Tak hanya itu, partai politik yang terbukti menerima mahar dari calon juga dikenai sanksi sebesar Rp 25 miliar dan maksimal Rp 50 miliar. Semuanya terangkum dalam draf UU Pilkada Pasal 187A dan Pasal 187B.
"Sanksi pidana dipertegas soal money politik," kata Sonny saat berdikusi dengan wartawan di Kemendagri, Jakarta, Rabu (24/2/2016).
Selain diwajibkan membayar sejumlah uang, calon yang terbukti melakukan kecurangan juga menerima ganjaran penjara.
Rinciannya yakni hukuman penjara paling ringan selama dua tahun, atau paling lama enam tahun. Seperti diketahui, banyak sekali laporan aduan di MK terkait politik uang.
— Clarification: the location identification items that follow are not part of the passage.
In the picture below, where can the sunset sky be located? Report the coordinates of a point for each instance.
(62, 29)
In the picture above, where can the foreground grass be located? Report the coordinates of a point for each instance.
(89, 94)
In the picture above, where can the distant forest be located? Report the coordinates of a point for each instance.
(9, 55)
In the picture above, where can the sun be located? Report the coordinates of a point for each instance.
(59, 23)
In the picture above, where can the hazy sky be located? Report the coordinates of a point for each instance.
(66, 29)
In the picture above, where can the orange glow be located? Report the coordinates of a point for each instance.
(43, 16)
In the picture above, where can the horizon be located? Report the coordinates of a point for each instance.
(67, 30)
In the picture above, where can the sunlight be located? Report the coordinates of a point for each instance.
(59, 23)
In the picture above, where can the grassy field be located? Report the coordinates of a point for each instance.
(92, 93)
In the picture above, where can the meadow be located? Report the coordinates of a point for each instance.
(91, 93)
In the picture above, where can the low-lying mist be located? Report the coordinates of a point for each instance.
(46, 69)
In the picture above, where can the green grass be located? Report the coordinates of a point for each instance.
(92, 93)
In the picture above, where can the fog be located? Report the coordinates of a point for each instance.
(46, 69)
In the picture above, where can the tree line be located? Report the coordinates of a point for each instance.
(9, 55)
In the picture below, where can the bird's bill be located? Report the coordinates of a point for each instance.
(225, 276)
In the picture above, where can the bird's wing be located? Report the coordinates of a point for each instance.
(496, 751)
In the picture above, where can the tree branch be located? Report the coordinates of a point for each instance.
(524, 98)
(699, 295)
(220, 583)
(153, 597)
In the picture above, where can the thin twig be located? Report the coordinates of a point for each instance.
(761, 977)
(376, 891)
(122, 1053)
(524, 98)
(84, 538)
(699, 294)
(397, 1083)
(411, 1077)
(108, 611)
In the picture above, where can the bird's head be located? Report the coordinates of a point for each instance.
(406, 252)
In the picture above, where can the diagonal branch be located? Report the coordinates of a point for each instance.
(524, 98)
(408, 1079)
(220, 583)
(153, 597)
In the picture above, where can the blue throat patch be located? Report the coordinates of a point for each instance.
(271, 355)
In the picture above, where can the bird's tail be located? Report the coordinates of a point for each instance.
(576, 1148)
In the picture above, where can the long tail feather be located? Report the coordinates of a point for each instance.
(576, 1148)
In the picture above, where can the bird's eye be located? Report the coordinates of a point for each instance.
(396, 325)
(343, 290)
Namun demikian, pembuktian terkait bentuk pelanggaran ini sulit dilakukan.
Menanggapi hal tersebut, Direktur Eksekutif Perkumpulan untuk Pemilu dan Demokrasi, Titi Anggraeni mengatakan perlu sinergi antara sanksi-sanksi itu. Artinya, hukuman yang dilakukan pemerintah dan elemen negara lainnya harus bergandengan tangan.
"Berjalan beriringan, sanksi administratif dengan sanksi pidana," kata Titi.